Ce mardi 2 septembre, les employés de la librairie ont reçu d'adorables aveux sur papier. Une lettre accompagnée d'un dessin, et d'un chèque de 5,60€, soit le prix du livre dérobé.

"Mesdames et messieurs les libraires de Lannion,
Je vous prie de m'excuser d'avoir pris un livre sans le payer. Ce n'était pas mon attention (sic). Il me faisait très envie et ma maman n'a pas vu que je l'avais mis dans son sac. J'aimais vraiment tous vos livres dans votre belle librairie. Mathilde, 3 ans et demi", peut-on lire sur la missive vraisemblablement rédigée par la maman de Mathilde et publiée sur Facebook par le libraire.

"C'est juste la classe, je trouve", explique le libraire David Bars sur son compte Facebook. Et il n'est pas le seul à avoir apprécié la lettre de Mathilde et l'initiative de ses parents. Repérée par L'Express, la photo de cette lettre a déjà été "aimée" plus de 700 fois ce mardi et dans les dizaines de commentaires, les félicitations ne manquent pas. Un auteur jeunesse propose même d'offrir son dernier livre à Mathilde.

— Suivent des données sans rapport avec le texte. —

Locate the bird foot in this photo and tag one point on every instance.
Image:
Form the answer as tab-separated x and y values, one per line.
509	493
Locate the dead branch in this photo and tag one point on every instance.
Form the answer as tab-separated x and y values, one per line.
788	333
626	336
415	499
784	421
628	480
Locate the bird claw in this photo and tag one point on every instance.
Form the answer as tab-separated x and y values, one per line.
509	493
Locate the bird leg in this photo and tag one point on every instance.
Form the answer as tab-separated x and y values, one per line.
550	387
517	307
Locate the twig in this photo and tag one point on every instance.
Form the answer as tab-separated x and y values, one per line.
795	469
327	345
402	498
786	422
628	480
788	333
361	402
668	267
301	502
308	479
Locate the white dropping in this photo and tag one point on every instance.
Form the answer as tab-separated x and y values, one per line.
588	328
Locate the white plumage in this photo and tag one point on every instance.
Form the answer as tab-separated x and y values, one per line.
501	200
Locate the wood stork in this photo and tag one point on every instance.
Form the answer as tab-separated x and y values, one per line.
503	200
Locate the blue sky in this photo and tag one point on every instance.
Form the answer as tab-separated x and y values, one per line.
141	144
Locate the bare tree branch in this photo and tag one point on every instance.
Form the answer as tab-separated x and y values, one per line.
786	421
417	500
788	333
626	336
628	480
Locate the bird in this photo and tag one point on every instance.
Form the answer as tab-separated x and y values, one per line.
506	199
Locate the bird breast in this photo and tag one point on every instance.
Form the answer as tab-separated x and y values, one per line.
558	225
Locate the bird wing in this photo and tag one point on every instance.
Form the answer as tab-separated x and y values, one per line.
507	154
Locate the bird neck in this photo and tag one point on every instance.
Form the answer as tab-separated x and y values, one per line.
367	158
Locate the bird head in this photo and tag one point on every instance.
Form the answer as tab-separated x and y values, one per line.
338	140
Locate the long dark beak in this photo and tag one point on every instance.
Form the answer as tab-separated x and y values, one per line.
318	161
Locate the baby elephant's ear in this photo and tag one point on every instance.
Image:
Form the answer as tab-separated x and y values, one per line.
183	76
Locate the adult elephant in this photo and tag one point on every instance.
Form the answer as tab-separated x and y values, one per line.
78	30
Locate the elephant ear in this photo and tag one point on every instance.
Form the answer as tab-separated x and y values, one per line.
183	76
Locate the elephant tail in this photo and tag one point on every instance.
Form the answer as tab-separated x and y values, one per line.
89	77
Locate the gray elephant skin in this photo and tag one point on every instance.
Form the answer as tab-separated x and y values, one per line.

Pour le renseigner sur les goûts de cette jeune lectrice, Mathilde semble aimer les histoires fantastiques. Le livre sur lequel elle a jeté son dévolu dans la librairie de Lannion s'intitule "L'os prodigieux" et raconte la rencontre de la jeune Perle avec un os qui parle toutes les langues, imites tous les sons et possède bien d'autres pouvoirs magiques.

os prodigieux


De quoi attendrir un peu plus encore les amoureux des livres.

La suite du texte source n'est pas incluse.